I think, if you look at the presentation, I think, we've been very transparent about the makeup of this year and where the growth is coming from. If you just go through the sort of building blocks I talked about in my presentation, in terms of where we are, in terms of signings for 2026. I think we've got roughly around 90% probably higher than that, actually, now, if you include Jupiter Gaming, depending on when they launch this year. If they launch sort of, you know, around the half year, we're probably, you know, 92%, 93% in terms of what we sign this year. I would say the big delta is gonna be around timing on launches.
If we miss out slightly on launches and they get delayed for whatever reason, and there are lots of reasons, then that would sort of suggest we're gonna be at the bottom of the range. If we are on time, then we'll be sort of in the middle of the range.
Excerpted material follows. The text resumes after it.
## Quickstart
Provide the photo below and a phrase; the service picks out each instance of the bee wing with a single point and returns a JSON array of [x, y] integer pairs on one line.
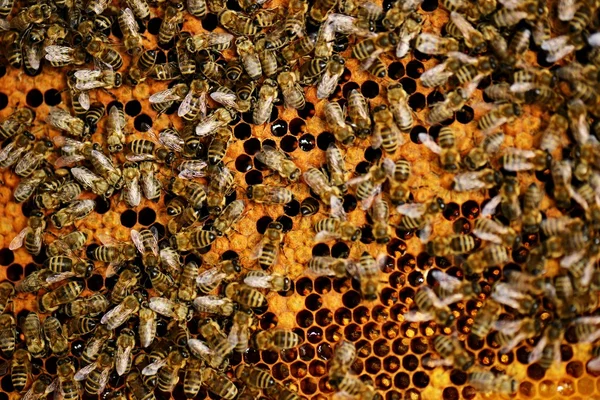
[[428, 141], [84, 372], [337, 208], [210, 276], [58, 54], [417, 316], [260, 282], [446, 281], [18, 240], [490, 208], [152, 369], [224, 98], [414, 210]]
To get to the top end of the range, you'd expect, 'cause the assumptions we're making are predominantly around minimum fees. Once clients start to get through the minimum fees and start to ramp up, which is very difficult for us to predict, and that will then sort of drive you to sort of the top of the range. I think, yeah, the real outcome of this year is around timing on client launches and just how quickly our 2025 and then the early 2026 launches ramp up.
That's gonna be the sort of the key deltas.
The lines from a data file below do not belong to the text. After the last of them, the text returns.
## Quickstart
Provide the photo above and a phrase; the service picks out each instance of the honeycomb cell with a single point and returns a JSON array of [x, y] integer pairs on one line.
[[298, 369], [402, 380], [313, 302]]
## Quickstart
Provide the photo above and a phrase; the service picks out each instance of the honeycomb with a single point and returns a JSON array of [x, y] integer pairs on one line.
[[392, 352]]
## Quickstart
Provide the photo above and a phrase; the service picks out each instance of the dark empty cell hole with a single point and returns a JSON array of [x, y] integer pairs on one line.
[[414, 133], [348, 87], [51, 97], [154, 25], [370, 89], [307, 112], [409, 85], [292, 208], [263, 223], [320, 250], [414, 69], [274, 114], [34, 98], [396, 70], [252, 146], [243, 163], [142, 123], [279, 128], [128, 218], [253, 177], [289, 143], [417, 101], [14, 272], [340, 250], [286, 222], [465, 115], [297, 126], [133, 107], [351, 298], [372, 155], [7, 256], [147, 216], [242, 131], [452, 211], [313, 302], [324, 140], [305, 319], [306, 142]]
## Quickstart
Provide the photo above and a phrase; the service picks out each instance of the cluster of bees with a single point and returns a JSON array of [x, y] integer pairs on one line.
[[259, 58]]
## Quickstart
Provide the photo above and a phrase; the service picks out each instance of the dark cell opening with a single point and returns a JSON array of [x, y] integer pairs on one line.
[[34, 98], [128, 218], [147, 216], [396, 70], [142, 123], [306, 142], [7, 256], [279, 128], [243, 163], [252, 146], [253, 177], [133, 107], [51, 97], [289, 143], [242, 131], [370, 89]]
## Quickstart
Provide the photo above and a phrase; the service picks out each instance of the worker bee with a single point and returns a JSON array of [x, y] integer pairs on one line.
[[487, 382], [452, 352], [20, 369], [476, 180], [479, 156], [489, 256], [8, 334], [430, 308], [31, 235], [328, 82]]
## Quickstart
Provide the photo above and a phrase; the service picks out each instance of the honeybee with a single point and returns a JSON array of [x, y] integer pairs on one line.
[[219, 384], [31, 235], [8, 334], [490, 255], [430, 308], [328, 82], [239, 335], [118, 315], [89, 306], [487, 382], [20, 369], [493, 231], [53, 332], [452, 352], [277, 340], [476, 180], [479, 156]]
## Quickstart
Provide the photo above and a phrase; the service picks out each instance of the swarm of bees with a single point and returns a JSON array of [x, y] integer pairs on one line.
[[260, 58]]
Great. Last question here, and one focused, somewhat on the share price. The shares are very attractively valued right now, and the question really is around what catalysts or milestones do you see driving a re-rating of the stock?
Well, I think there are a couple of things, clearly. I think cash flow positivity, I think that's obviously a key metric for us. I think, you know, once we get to cash flow sort of positivity, I think the whole investment case is sort of discounted. I think that's the real key sort of metric, and then it's a case of, you know, we announced Jupiter Gaming is sort of onboarding them and ramping them up and getting them to deliver. I think it's a case of, you know, delivering the clients this year, launching them on time, hitting the numbers, and then getting to that sort of cash flow breakeven. I think, you know, if we do that, then I think, you know, the rest will take care of itself.
That's great. Bob, thank you very much indeed for taking.
Thank you.
T hrough the Q&A. Thank you to everybody for your engagement. If there are any further questions, we'll make those available to you post today's call. Richard, Phil, I know investor feedback will be particularly important to you both. I'll shortly redirect those on the call to give you their feedback. Perhaps, Richard, just a couple of closing comments, and then I'll send investors for feedback.
Yes, I'd just like to thank everybody for joining us this morning, and I'd just like to say a big thank you to all the GiG employees for going above and beyond in 2025, and we're really looking forward to updating you on our Q1 progress in May. Thank you for listening this morning and joining us.
That's great. Richard, Phil, Bob, thank you once again for updating investors. I please ask investors not to close this session, as we'll now redirect you for your feedback. On behalf of the management team at GiG Software, we'd like to thank you for attending today's presentation. Good morning to you all.